El 30 de octubre de 1983 el gran escritor argentino publicaba una columna en el diario Clarín, que aquí compartimos.


Hace 35 años los argentinos volvían a las urnas. Después de siete años de un gobierno de facto sangriento, 18 millones de argentinos celebraron la democracia y eligieron, por mayoría, a Raúl Alfonsín como su nuevo presidente.

Ese domingo 30 de octubre Jorge Luis Borges publicaba una columna en el diario Clarín, que hoy reproducimos:

Tapa del suplemento Cultura y Nación de Clarín del 22 de diciembre de 1983, con el texto de Jorge Luis Borges (Clarín)

El texto original escrito por Jorge Luis Borges para Clarín

Escribí alguna vez que la democracia es un abuso de la estadística; yo he recordado muchas veces aquel dictamen de Carlyle, que la definió como el caos provisto de urnas electorales. El 30 de octubre de 1983, la democracia argentina me ha refutado espléndidamente. Espléndida y asombrosamente. Mi Utopía sigue siendo un país, o todo el planeta, sin Estado o con un mínimo de Estado, pero entiendo no sin tristeza que esa Utopía es prematura y que todavía nos faltan algunos siglos. Cuando cada hombre sea justo, podremos prescindir de la justicia, de los códigos y de los gobiernos. Por ahora son males necesarios.

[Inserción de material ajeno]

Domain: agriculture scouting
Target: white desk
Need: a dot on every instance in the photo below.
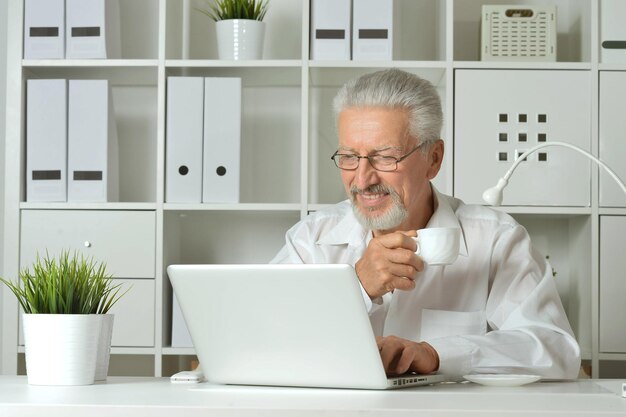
(158, 397)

Es casi una blasfemia pensar que lo que nos dio aquella fecha es la victoria de un partido y la derrota de otro. Nos enfrentaba un caos que, aquel día, tomó la decisión de ser un cosmos. Lo que fue una agonía puede ser una resurrección. La clara luz de la vigilia nos encandila un poco. Nadie ignora las formas que asumió esa pesadilla obstinada. El horror público de las bombas, el horror clandestino de los secuestros, de las torturas y de las muertes, la ruina ética y económica, la corrupción, el hábito de la deshonra, las bravatas, la más misteriosa, ya que no la más larga de las guerras que registra la historia. Sé, harto bien, que este catálogo es incompleto. Tantos años de iniquidad o de complacencia nos han manchado a todos. Tenemos que desandar un largo camino. Nuestra esperanza no debe ser impaciente. Son muchos e intrincados los problemas que un gobierno puede ser incapaz de resolver. Nos enfrentan arduas empresas y duros tiempos.

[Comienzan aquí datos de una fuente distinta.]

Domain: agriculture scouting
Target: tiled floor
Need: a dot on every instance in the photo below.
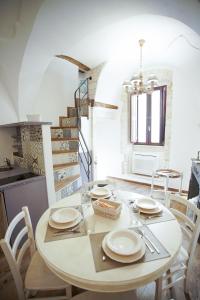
(7, 289)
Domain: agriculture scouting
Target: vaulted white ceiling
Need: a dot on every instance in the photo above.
(94, 31)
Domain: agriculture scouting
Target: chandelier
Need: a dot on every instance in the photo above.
(137, 85)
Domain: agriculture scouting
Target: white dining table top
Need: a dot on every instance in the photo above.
(72, 260)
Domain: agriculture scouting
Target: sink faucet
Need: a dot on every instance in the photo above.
(8, 163)
(198, 155)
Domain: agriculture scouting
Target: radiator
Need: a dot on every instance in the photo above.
(145, 163)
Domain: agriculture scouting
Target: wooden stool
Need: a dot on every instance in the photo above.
(166, 174)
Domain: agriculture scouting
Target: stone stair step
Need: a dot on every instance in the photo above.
(64, 157)
(61, 184)
(65, 144)
(71, 111)
(64, 132)
(69, 189)
(68, 121)
(66, 172)
(64, 166)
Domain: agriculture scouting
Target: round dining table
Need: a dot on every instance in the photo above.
(72, 260)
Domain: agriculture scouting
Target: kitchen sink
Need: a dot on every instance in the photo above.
(3, 169)
(15, 178)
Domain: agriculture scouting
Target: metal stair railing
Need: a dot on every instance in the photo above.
(80, 95)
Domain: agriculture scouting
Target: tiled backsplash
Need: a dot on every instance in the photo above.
(32, 149)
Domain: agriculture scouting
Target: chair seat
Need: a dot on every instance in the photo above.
(39, 277)
(182, 256)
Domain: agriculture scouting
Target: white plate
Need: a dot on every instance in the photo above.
(66, 225)
(146, 204)
(124, 242)
(98, 197)
(121, 258)
(151, 212)
(65, 215)
(100, 192)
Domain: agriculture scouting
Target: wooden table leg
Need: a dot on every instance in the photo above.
(158, 292)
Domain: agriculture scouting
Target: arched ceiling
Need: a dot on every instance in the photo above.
(96, 31)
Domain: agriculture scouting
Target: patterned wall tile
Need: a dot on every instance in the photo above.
(32, 150)
(35, 133)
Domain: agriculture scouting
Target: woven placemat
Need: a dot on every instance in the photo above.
(150, 219)
(109, 264)
(53, 234)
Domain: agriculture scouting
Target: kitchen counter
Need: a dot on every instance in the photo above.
(17, 176)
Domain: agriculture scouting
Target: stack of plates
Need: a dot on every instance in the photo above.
(148, 206)
(124, 246)
(65, 218)
(100, 192)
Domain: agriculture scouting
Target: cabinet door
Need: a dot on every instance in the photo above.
(3, 217)
(31, 193)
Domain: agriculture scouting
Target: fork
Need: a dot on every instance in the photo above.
(148, 239)
(144, 238)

Asistiremos, increíblemente, a un extraño espectáculo. El de un gobierno que condesciende al diálogo, que puede confesar que se ha equivocado, que prefiere la razón a la interjección, los argumentos a la mera amenaza. Habrá una oposición. Renacerá en esta república esa olvidada disciplina, la lógica. No estaremos a la merced de una bruma de generales.

La esperanza, que era casi imposible hace días, es ahora nuestro venturoso deber. Es un acto de fe que puede justificarnos. Si cada uno de nosotros obra éticamente, contribuiremos a la salvación de la patria.

Raúl Alfonsín junto a Carlos Gardel, por Menchi Sábat. Ilustración publicada por Clarín en 1982 (Clarín)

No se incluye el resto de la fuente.